Y ahora llegamos al último aspecto: bajo la guía del Espíritu Santo. Al Espíritu, que descenderá sobre vosotros, es importante darle siempre la primacía. Si esto sucede, vuestra vida, como fue para los Apóstoles, estará orientada al Señor y por el Señor, y vosotros seréis verdaderamente “hombres de Dios”. De lo contrario, cuando se cuenta con las propias fuerzas, se corre el riesgo de encontrarse con un puñado de moscas en la mano. La vida bajo la guía del Espíritu: significa pasar de la unción de la ordenación a una “unción diaria”. Y Jesús derrama sobre nosotros la unción del Espíritu cuando estamos en su presencia, cuando lo adoramos, cuando estamos íntimos a su Palabra. Estar con Él, permanecer con Él (cf. Jn 15), además, nos permite también interceder ante Él por el Santo Pueblo de Dios, por la humanidad, por las personas que se encuentran cada día.

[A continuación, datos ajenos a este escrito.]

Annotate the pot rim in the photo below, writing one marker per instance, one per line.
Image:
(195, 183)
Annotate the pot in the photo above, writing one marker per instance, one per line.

Así, un corazón que saca su alegría del Señor y fecunda de oración las relaciones, no pierde de vista la belleza atemporal de la vida sacerdotal.
Esto os deseo, queridos hermanos, agradeciéndoos vuestro «sí» a Dios y pidiéndoos, por favor, que recéis todos los días por mí.
__________________________________________
L'Osservatore Romano, Edición semanal en lengua española, Año LXI, número 9, Viernes, 1 de marzo de 2023, p. 8.